IMPORTANT LEGAL NOTICE: The information on this site is subject to a disclaimer and a copyright notice.

[ Index ]

Assessing the added value of the LEADER approach

Chapter 3
Questions and evaluation issues for each specific feature


3.7. Methods of management and financing


The decentralisation of LEADER's management to Member States between LEADER I and LEADER II (LEADER II is delivered through national and regional programmes) has in many cases altered the degree of financial autonomy of the LAGs. This degree of autonomy varies considerably from one Member State to the next, even between regions from the same country. Administrative traditions specific to each country, the form of intervention chosen by the Member State and approved by the European Commission (Operational Programme or Global Grant), the size of the financial envelope (amounts above 40 million euro are paid in annual instalments), the methods of public co-funding, and the type of LAG (public, private, mixed) are all factors which have determined the financial management principles of LEADER.

Whatever the method of financial management, financing may be considered as a LEADER specific feature because in many cases, it is the groups which:

  • define their budget on the basis of the actions planned in their rural innovation programme;
  • allocate their resources to different measures;
  • approve actions as they are submitted by the project leaders;
  • modify and adjust these allocations during implementation if necessary;
  • are accountable for their decisions.

Such financial decision-making by a group, which is not always identifiable with the public authority, empowers the group and remains a specific and unique aspect of LEADER. This is one of the conditions of the bottom-up and area-based approach principles and is required to respect the objectives sought by creating the LAG.

LEADER's particular management methods have in all cases strongly influenced the programme's delivery and flexibility. This element must, therefore, be taken into account to evaluate the Initiative.


3.7.1 Definition

The main stakeholders place a financial envelope at the disposal of the LEADER group to deliver an integrated programme in the area. The contract, which links the LEADER group to those in charge of the national or regional programme, has at least the following:

  • a provisional programme which provides the reference framework for all financial decision-making of the local group,
  • the financing plan by year, measure and fund,
  • the procedures for selecting project leaders.

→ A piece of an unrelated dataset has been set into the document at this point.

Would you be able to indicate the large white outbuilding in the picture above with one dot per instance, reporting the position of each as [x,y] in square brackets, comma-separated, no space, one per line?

But no matter what the degree of autonomy held by the local group, the delegation of management to groups is only partial. The authorities in charge of LEADER are responsible for public financing (European, national and regional).


3.7.2 Motivation and expected results

Delegating part of the decision-making and management of funds to the groups is designed to:

  • give them responsibility for allocating money to measures in accordance with local needs,
  • decentralise decision-making and management,
  • provide financial autonomy to enable the plan to be adjusted to changing needs when it is underway,
  • give them leverage for negotiations between local players and sectors.


3.7.3 Main questions

a) the initial situation

  • Describe the guidelines and procedures for financing LEADER:

    • what is the division of labour established between the national/regional authorities and the LAG?
    • what channel is used to distribute funds to the project leaders?
    • what degree of autonomy does the local group have?

b) the processes

  • Availability of funding:

    • did financial allocations arrive regularly and when they were due, for both LAGs and project holders?

    • did any significant delays slow down the delivery of the programme? What were they due to (administrative delays, differences in the rate of progress of the region's different groups, financial management methods in place, lack of complementarity with other programmes, etc)?

    • did any funding partner make (an) advanced payment(s) due to delays in the transfer of funds? Which?

    • Changes to the sums allocated to the measures during their implementation.

    • were the initial financial allocations for actions/projects changed significantly? What was the reason? How did this affect the realisation of actions?

    • if financial management was delegated to a public agency, did its presence influence the decision-making capacity of the group?

c) the results and impact

  • did delays in the availability of funding influence the results and impact of actions? How?

  • did changes to the allocation of funding in the budget (flexibility) help to correct initial mistakes or better respond to local needs? At what stage were the changes made, which procedure was used and what was the objective?

  • did this capacity to adjust provide leverage for the LAG to negotiate with different sectors and local partners?

  • were any particular financial decisions made (choice of small or large projects, guarantees, bank arrangements, etc)? Which? What were their results?

d) the lessons

  • What lessons can be drawn to improve financial management in the futures?